It is interesting to hear a senior economic researcher from the Chinese Communist Party calling for bigger gold purchases by China to diversify away from the U.S. dollar whose devaluation looks inevitable with the printing of money to finance deficits.

This conclusion from Li Lianzhong, head of the party's policy research office, came in a statement late last week but is only the latest indication of the way the wind is blowing in the People's Republic.

Golden Opportunity

'Should we buy gold or U.S. treasuries?' he asked. 'The U.S. is printing dollars on a massive scale, and in view of that trend, according to the laws of economics, there is no doubt that the dollar will fall. So gold should be a better choice.'

In the past six months China has also lent $45 billion to Russia, Brazil, Venezuela and Kazakhstan in exchange for long-term crude oil supply deals. Oil is black gold and a hedge against U.S. dollar devaluation.

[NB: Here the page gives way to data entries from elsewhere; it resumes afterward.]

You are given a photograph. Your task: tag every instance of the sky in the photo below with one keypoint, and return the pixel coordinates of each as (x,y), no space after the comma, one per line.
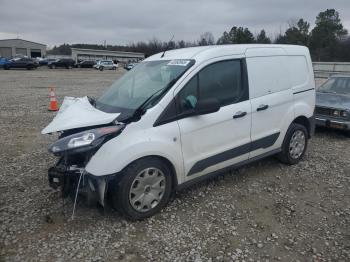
(125,21)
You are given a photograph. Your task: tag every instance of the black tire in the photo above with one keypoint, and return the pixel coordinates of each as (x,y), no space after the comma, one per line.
(285,156)
(120,190)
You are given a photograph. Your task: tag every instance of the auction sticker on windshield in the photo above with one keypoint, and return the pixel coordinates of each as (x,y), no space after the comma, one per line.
(179,62)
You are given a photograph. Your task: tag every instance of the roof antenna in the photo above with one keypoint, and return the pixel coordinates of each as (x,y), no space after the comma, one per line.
(167,47)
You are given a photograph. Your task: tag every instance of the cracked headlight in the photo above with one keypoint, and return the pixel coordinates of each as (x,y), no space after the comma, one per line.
(85,141)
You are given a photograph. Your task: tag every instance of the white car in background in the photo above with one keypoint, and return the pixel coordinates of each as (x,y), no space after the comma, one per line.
(105,64)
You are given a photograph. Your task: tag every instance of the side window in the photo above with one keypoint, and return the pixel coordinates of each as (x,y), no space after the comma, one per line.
(188,96)
(221,80)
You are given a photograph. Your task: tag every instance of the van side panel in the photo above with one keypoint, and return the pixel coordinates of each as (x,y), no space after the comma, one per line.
(303,84)
(270,87)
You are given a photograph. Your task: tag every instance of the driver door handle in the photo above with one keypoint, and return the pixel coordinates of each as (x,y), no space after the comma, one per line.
(262,107)
(239,114)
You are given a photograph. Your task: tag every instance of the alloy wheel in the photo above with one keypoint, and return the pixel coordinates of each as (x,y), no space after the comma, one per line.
(147,189)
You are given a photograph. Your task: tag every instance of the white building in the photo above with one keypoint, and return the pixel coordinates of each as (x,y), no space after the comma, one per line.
(94,54)
(13,47)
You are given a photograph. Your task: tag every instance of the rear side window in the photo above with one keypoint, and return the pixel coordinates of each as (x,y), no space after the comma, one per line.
(222,81)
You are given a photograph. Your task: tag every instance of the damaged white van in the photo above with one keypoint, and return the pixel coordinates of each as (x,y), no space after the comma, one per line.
(180,117)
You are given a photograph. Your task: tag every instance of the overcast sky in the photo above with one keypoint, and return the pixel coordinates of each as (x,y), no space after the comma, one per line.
(124,21)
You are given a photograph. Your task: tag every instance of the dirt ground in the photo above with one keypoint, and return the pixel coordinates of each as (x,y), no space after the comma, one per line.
(263,212)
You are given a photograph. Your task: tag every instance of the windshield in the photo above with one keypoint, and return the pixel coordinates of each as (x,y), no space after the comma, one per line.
(143,81)
(339,85)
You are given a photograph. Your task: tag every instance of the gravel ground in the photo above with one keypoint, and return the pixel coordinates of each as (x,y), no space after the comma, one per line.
(263,212)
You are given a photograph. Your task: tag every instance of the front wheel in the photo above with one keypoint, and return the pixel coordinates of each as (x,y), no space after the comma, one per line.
(144,188)
(294,144)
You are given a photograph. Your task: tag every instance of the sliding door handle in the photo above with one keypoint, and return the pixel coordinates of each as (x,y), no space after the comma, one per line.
(262,107)
(239,114)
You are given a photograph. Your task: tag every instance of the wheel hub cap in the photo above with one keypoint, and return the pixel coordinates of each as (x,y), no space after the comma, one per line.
(147,189)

Where the logic of experts like Mr. Lianzhong breaks down is that while China might diversify away from the U.S. dollar gradually, any sudden devaluation of the greenback would badly impair the value of its massive U.S. T-bond holdings.

This then looks a time for the inscrutable Chinese to smile and talk of support for a strong dollar while bailing out of this asset class by the back door. Buying gold, silver and industrial commodity assets are a neat way to achieve this objective.

Price Spike Imminent?

However, by monetizing gold in this fashion international investors will surely appreciate that a floor is being put under the gold price, with the prospect of upwards-only price revision.

It is exactly this kind of impossible-to-lose investment scenario that produces price spikes, and if you look at the longer-term technical chart for gold it does look remarkably similar to the Nasdaq in the late '90s before it really took off.

In that case, Chinese gold buyers would be well-advised to speed up their purchases before they miss the boat on gold prices.